I'm fairly certain phantom limb requires a history of that limb being there.
It was an example of how the inner image can affect the physical body. i'm pretty sure transgendered people weren't born as their correct sex, then changed as babies to the wrong one and now they want to get it fixed. their mental image was always different from their physical one, despite them never experiencing their correct sex.
I dunno if my mental self was always different from my real body ever since i was born, but i do know it's been like that as long as i can remember. Though admittingly, my earliest memories were when i was able to speak complete sentences, so that was probably around age 6-7.

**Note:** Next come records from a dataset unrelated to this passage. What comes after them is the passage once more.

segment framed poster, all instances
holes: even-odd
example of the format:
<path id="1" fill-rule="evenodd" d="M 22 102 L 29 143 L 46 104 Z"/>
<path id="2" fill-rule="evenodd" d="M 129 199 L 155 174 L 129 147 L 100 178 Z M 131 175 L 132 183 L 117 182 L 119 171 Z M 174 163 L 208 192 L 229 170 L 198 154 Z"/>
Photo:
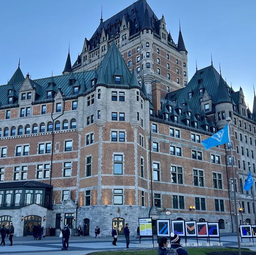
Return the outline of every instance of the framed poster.
<path id="1" fill-rule="evenodd" d="M 240 225 L 240 233 L 242 238 L 252 237 L 252 226 L 251 225 Z"/>
<path id="2" fill-rule="evenodd" d="M 172 231 L 180 236 L 185 236 L 185 228 L 184 220 L 172 220 Z"/>
<path id="3" fill-rule="evenodd" d="M 140 235 L 152 236 L 152 219 L 151 218 L 139 218 Z"/>
<path id="4" fill-rule="evenodd" d="M 185 221 L 185 229 L 186 236 L 196 236 L 196 221 Z"/>
<path id="5" fill-rule="evenodd" d="M 198 237 L 208 237 L 207 222 L 196 222 L 196 232 Z"/>
<path id="6" fill-rule="evenodd" d="M 170 236 L 170 220 L 169 219 L 157 219 L 157 235 Z"/>
<path id="7" fill-rule="evenodd" d="M 218 222 L 208 222 L 208 232 L 210 237 L 220 237 L 219 223 Z"/>
<path id="8" fill-rule="evenodd" d="M 252 234 L 253 237 L 256 237 L 256 225 L 252 225 Z"/>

We're delving into things that I'm not particularly knowledgeable of, but I imagine there's an empathy aspect found in transgendered cases that's absent in a phantom limb situation
Back to you- if you've never considered it, you should probably look into talking to a professional about your issues. Superficially it just seems like you have very generalized body issues and low self-esteem, but even if it is something more profound, you'd want to start in the same place
He mistook sex for gender, I'm sure. Whole thing was in response to the phantom limb being a poor likening to people who "identify" as different things
Thought it was interesting enough to warrant a read.
http://mattbruenig.com/2015/06/12/tr...d-transgender/
I had the same loop of thoughts this guy outlined because I initially thought: wow, this is retarded and anyone partaking in it is just some loser
but I can't differentiate it from transgendered people... and I don't think the same way about those people
I don't know what makes me think that way, but I don't see it changing without something new introduced
The inner me is Daredevil. The outer me is Avery Mann.
That doesn't mean I should blind myself and become a super hero.
If I want to be happy with who I see in the mirror it either comes with acceptance or hard work. There's a huge difference between how you identify and not knowing yourself.
Dibs on identifying as Batman.
I'd really like to know the difference between identity and knowing oneself. Also if you could actually define these things in a concrete manner, as opposed to some nebulous bullshit, that'd be cool. Every time I try to read about these things it inevitably ends up making ridiculous assumptions like existence of a soul and shit.
Yes, actually. But gender is not culture or race.
Stop trying to flip flop this. The moral is be comfortable with who you are. If you aren't comfortable with who you are, either be comfortable or change it.
If you have to lie and deceive and manufacture entire histories, denounce your family (Even though they support you), or break the law just to make yourself "feel like you are on the inside" then you're not uncomfortable. Something is wrong with you and you need help.
Don't think a lot of people care about Rachel at this point and have moved onto the bigger picture: wtf is transracial and what's this mean for all the people who "always have identified as..."
I still think those people have a personal problem.
btw, idk if "identify" and "knowing yourself" are phrases used for already defined things that I'm supposed to know about like sex/gender but atm they're basically the same to me. What's the difference?
Just remember everyone, that transgender people have differences in their brains from others of the same sex. There's repeatable scientific physiology involved, which helps give transgender tons more credence than trans-anything else.